A sweet city, replete with dreaming spires, not needful of June to heighten its beauty: Oxford, as E. M. Forster put it, would much rather have its inmates love it than their fellow inmates. My alma mater, and perhaps Forster too, might be disappointed to hear that that love is found wanting in the case of a former student who has brought a civil suit against the ancient seat of learning for its “negligent” teaching.
Faiz Siddiqui argues that the poor standard of tuition he was subjected to led to him receiving a paltry 2:1 instead of a coveted first class degree. That result in turn, Siddiqui argues, prevented him from pursuing his dream of a career as an international commercial barrister. Years of depression and insomnia (sure sounds like a successful career in law to me) followed. His claim, valued at over £1m, is for loss of earnings.
Many things are troubling about this claim, which, Siddiqui’s lawyers forewarn, is a test case, with a number of other Oxonian alumni waiting to see how it fares. Anyone who has had the privilege to study at either Oxford or Cambridge (or for that matter, anyone who hasn’t) could scarcely help but find a hubris implicit within this legal action that borders on the insulting (to both groups).
The tutorial system of teaching at both universities, which provides students with almost one-on-one tuition with leading experts in their fields, is unrivalled in the world. Not for nothing do Oxbridge graduates continue to swell the ranks of the top jobs in the UK and globally. And, if I might be forgiven for slipping on my own contemptible 2:1 lawyer’s hat for a moment, one wonders how Siddiqui intends to prove causation: that his loss of earnings has been caused by the tuition he claims was negligent, rather than by a personality deficit that’s at least suggested by a burning desire to join the commercial bar.

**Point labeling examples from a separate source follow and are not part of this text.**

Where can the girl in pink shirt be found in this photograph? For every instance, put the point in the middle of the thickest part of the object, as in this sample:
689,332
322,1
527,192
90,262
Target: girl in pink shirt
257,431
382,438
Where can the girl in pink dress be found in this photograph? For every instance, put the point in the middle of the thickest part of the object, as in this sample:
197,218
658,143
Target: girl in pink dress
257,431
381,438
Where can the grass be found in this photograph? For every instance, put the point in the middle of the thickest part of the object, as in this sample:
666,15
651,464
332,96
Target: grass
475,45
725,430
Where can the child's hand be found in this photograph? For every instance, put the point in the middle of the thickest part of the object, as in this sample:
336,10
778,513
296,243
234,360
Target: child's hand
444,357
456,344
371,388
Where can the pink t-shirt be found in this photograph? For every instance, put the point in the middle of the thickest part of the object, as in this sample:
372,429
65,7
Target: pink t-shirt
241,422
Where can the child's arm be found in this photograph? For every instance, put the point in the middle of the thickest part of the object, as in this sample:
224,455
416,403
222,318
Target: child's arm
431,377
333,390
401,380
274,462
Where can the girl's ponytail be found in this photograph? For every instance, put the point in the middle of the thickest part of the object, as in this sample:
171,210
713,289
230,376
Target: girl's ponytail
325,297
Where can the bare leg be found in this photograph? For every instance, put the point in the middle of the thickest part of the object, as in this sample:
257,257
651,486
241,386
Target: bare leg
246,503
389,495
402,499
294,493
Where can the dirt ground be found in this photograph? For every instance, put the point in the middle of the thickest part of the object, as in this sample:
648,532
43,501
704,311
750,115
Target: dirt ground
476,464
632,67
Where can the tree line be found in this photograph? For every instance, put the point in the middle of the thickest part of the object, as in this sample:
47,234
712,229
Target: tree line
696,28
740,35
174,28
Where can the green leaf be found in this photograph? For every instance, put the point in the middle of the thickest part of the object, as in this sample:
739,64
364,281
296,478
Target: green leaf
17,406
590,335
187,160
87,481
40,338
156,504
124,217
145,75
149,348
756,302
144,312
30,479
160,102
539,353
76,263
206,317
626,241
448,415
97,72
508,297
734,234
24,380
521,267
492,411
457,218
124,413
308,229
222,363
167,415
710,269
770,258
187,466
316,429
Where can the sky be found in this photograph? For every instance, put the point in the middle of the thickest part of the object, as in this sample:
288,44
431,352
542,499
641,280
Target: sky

But while this legal action might be easy to (and worthy of) parody, it is not something that should surprise us. It’s by no small irony that Siddiqui began his studies at Brasenose College around the same time, by my reckoning, that New Labour came to power.
Albeit acting upon a report commissioned by its predecessor Conservative government, it was New Labour that first did away with the idea of higher education being free at the point of use, and not long after pushed through further top-up fees. With further increases in fees made by the coalition government since then, and more expected in the future, it is a consequence, if not the intended purpose, of the changes first introduced by Tony Blair’s government that higher education has been transformed into a market economy.
Universities became not primarily seats of learning, but providers of services. Students were no longer to be academics, but consumers.
Consumers were bestowed not with learning, but with ever-greater choice. And the measure of this new economy became not the elucidation of greater understanding, but the expanding numbers of the population who lined up to consume its products.
Wherever there exists a consumer driven economy, so too there are a collection of rights and expectations the consumer has, which in turn one expects to be protected by the law. As distasteful as it may seem, I anticipate that in the future we will see many more, not fewer, litigious challenges to allegedly sub-standard services provided by our higher education institutions.
Now if you’ll excuse me, I’m going to dig out my dog-eared and doodled-upon negligence and contract law textbooks. I too was the innocent victim of some transcendently boring international trade tutorials, which I am sure robbed me of the opportunity (not to mention the slightest desire) to pursue a career in commercial law. You’ll be hearing from my lawyers.